Art and Poetry in the Struggle for Human Rights
Lourdes Portillo is a writer, director, and producer of documentary films. Mexico-born and Chicana identified, Portillo’s films have focused on the search for Latino identity. She has worked in a richly varied range of forms, from television documentary to satirical video-film collage.
During the course of her 30-year career, she has pushed the boundaries of traditional documentary filmmaking. Deploying irony, satire, allegory, poetry, autobiography and even melodrama, Portillo has produced lyrical, visually intriguing, and entertaining documentaries. Her films include the Academy Award-nominated The Mothers of the Plaza de Mayo (1985), as well as Columbus on Trial (1993), and The Devil Never Sleeps (2001). She was awarded a Guggenheim fellowship in recognition of her contributions to filmmaking.

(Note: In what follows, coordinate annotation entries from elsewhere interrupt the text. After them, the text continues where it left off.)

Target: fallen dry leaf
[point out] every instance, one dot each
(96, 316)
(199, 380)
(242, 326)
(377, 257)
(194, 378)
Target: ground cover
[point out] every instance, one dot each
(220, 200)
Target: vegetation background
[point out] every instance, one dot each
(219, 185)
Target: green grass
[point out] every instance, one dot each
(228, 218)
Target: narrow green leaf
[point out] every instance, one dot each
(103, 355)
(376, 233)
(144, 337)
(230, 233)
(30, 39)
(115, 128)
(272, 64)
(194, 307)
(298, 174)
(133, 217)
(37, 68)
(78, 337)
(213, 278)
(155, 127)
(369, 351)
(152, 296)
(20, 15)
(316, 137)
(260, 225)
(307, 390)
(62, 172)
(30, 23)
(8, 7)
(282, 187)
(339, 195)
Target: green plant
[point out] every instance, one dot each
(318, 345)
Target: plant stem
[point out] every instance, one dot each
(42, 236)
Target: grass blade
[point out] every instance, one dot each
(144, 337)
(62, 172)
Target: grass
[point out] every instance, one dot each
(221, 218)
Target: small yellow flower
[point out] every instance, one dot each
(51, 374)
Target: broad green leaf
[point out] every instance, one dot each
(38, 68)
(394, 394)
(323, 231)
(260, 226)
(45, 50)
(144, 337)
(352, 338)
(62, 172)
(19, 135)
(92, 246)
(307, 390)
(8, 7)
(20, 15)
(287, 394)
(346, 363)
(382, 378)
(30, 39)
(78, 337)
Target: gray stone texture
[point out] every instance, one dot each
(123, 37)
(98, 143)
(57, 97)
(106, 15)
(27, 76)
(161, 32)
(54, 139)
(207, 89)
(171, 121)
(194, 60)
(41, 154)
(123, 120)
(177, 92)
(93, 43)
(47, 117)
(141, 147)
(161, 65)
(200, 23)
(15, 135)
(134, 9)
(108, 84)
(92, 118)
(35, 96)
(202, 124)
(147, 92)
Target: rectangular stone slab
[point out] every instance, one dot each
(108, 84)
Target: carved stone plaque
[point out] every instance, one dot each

All of her work is widely shown in classrooms and academic circles and integrated into curriculum studies. Portillo has helped break down the proscriptions of traditional documentary making because “women, and women of color in particular, often come into filmmaking with a different set of objectives than their male counterparts.” Portillo’s films have received high praise at more than ten international women’s film festivals.
This Provost’s Lecture, co-sponsored by the Humanities Institute, will be held on Tuesday, November 1, at 4:30 pm in the Humanities Institute, Room 1006.